Pour faire de l'élevage de chevaux, il est indispensable d'avoir acquis certaines des compétences suivantes :

  • la maîtrise des techniques d'élevage et exploitation agricole (BAC pro élevage et valorisation du cheval) ;
  • des connaissances équines ainsi qu'en biologie animale ;
  • de bonnes bases en gestion et en comptabilité (BAC+3).

L'éleveur peut travailler à son propre compte ou dans un haras. Il gère et surveille son troupeau d'équidés (chevaux, mules, ânes), veille sur leur santé et leur apporte les soins quotidiens dont ils ont besoin. Il doit connaître les soins élémentaires et préventifs à prodiguer en matière de santé (blessures bénignes, intramusculaires ou intraveineuses, soins antiparasitaires). 

Le travail d'éleveur demande beaucoup de temps, d'attention et d'investissement à la fois personnel et financier. À moins de connaître une personne de confiance et expérimentée qui puisse facilement vous remplacer, oubliez vos vacances à l'étranger ou sur plusieurs semaines... Votre cheval demande une attention quotidienne.

Les missions en élevage de chevaux

L'éleveur de chevaux veille à son cheptel, mais aussi à l'entretien de son exploitation et de ses prairies. Généralement, il travaille en race pure. Toutefois, et selon les exigences et le marché, certains croisent des races pour obtenir un poulain mariant les qualités morphologiques de deux chevaux complémentaires.

S'il est éleveur-naisseur, il lui faudra choisir de bons reproducteurs (des étalons) et des poulinières. Un bon éleveur choisira un étalon qui compense les défauts de la jument. Un œil attentif est donc l'atout majeur de l'éleveur dans le choix des juments. Leur qualité est en effet essentielle car les poulinières transmettent 70 à 75 % à leur descendance, de leur aptitude ou de leur performance. 

Une connaissance approfondie de l'héritabilité est indispensable et permet de réaliser les meilleurs croisements.

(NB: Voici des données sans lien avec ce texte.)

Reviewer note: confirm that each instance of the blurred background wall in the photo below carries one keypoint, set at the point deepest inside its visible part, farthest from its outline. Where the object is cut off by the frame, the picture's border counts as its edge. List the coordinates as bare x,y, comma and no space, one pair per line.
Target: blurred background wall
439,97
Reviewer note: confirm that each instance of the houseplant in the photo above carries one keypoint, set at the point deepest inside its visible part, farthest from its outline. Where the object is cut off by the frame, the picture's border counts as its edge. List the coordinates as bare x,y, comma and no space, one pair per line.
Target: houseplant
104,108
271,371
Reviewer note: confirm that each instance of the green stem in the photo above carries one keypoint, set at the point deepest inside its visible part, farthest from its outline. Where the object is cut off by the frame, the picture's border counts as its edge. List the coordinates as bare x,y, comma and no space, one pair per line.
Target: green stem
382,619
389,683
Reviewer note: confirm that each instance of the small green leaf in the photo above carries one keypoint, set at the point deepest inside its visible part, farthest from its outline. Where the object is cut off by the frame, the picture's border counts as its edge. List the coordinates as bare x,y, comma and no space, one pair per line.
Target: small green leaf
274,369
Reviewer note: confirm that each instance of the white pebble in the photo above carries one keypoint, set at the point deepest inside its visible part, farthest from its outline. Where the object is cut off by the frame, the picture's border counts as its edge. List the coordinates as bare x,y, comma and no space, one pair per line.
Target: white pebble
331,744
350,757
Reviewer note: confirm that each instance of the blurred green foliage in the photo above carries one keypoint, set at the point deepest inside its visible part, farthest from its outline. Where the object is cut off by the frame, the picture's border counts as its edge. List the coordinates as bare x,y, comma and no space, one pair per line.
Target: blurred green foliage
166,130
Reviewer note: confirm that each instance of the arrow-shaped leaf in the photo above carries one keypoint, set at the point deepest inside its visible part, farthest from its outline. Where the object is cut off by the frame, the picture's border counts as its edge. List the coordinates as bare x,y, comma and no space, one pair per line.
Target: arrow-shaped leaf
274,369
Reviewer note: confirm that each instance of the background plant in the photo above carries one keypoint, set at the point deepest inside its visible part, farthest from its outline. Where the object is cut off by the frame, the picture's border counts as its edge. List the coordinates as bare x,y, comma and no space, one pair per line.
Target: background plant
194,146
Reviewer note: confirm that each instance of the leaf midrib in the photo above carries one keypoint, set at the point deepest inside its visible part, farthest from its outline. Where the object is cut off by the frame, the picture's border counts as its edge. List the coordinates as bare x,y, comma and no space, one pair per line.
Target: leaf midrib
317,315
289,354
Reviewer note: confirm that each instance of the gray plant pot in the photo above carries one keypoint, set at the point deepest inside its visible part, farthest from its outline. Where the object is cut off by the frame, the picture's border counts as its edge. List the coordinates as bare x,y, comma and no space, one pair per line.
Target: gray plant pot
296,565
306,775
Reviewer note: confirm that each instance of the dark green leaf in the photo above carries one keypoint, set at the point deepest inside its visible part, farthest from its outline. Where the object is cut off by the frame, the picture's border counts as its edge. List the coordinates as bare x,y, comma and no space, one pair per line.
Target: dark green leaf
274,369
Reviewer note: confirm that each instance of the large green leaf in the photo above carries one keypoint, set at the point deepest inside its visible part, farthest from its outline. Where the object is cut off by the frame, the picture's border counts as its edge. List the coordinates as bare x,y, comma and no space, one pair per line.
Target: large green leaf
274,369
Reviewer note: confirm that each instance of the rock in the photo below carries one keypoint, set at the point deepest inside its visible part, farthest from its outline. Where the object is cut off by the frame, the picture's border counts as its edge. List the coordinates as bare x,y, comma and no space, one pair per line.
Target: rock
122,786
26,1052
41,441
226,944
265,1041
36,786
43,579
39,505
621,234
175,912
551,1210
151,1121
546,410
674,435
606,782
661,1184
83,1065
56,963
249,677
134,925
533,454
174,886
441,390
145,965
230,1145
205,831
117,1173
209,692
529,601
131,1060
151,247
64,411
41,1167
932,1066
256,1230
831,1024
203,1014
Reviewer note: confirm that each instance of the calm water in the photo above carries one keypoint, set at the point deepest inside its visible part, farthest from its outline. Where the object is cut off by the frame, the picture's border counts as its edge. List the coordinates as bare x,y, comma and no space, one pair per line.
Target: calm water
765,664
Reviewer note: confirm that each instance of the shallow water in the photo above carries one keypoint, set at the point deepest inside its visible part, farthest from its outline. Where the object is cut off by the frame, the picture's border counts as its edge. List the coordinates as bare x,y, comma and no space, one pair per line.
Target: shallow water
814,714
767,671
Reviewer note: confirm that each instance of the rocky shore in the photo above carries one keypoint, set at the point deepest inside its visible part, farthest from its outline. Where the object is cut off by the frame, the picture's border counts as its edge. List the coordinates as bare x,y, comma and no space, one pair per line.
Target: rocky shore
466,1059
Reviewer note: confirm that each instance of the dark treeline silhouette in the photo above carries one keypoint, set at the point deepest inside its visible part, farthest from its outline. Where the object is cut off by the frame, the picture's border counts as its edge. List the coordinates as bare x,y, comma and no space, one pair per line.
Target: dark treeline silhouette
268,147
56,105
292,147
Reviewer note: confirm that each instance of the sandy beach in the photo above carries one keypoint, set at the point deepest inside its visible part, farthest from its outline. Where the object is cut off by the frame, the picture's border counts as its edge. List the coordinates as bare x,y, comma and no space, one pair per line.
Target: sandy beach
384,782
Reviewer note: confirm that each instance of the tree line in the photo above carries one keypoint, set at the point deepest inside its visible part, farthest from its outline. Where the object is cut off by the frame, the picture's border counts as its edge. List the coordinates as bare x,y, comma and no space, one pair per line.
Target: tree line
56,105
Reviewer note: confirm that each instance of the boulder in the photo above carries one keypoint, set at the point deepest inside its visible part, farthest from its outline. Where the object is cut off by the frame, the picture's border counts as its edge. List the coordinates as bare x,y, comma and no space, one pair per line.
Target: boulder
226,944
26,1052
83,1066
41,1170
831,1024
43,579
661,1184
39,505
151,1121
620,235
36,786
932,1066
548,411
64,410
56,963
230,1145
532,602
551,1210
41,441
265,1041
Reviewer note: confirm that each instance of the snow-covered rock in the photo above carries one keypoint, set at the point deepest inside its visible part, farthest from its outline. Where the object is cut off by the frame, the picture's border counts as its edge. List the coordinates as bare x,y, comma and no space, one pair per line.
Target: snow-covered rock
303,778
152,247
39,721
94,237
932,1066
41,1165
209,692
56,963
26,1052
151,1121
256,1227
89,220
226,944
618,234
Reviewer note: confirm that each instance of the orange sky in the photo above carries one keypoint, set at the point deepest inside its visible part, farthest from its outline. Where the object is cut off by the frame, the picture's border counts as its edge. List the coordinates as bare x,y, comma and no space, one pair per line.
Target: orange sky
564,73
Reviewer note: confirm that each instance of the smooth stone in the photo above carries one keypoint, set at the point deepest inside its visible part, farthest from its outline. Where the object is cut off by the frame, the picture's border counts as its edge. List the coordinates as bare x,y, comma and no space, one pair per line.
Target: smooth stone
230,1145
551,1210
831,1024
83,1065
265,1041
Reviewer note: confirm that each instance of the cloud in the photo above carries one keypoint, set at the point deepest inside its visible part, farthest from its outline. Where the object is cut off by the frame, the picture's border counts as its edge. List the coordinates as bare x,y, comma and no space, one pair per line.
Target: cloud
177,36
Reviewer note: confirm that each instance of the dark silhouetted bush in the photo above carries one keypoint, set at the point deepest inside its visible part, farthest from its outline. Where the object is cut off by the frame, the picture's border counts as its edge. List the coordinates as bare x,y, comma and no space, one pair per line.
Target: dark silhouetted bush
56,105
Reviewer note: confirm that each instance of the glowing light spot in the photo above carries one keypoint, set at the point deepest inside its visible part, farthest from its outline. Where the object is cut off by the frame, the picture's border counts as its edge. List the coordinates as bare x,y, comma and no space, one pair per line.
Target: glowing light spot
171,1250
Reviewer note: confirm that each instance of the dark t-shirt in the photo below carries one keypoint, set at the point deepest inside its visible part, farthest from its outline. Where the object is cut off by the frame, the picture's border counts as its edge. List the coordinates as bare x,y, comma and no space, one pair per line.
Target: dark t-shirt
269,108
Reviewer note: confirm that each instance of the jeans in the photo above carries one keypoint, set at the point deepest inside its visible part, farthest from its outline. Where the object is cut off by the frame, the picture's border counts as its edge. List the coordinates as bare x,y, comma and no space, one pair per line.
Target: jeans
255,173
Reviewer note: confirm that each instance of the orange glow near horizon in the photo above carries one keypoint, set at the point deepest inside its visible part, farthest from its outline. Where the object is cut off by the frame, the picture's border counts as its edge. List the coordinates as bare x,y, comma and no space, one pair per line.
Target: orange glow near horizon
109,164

Les critères de sélection pour un bon élevage

Pour sélectionner de bons reproducteurs, on retiendra des critères de sélection incontournables comme la morphologie du cheval, les performances et les indices génétiques et sportifs. Attention toutefois aux effets de mode !

Les concours de modèles et d'allures permettent de juger la qualité des chevaux (jeunes chevaux de 3 ans, foals ou reproducteurs). Les juges vont évaluer en premier la qualité de la morphologie du cheval, viendra ensuite la descendance qui permettra d'avoir une estimation de ses qualités et de ses défauts.

Quelques races sont prédisposées à certaines activités ou utilisations :

  • un cheval de trait peut être considéré comme un travailleur-attelé ;
  • le pur-sang est assimilé à un coureur-sauteur ;
  • le fjord, lui, est un excellent randonneur, attelé ou pas. 

Utilité du registre d'élevage de chevaux

Les éleveurs d'équidés doivent impérativement tenir un registre d'élevage. Le principal objectif est d'avoir un suivi sanitaire de l'animal. Il permet aussi de suivre la traçabilité de chaque équidé sur le lieu d'exploitation. C'est un véritable outil de veille sanitaire.

Chaque éleveur doit avoir en sa possession les documents suivants : 

  • papiers d'identification de chaque cheval détenu sur son exploitation ;
  • attestation de déclaration du lieu de détention ;
  • registre d'élevage à jour des mouvements de chaque animal.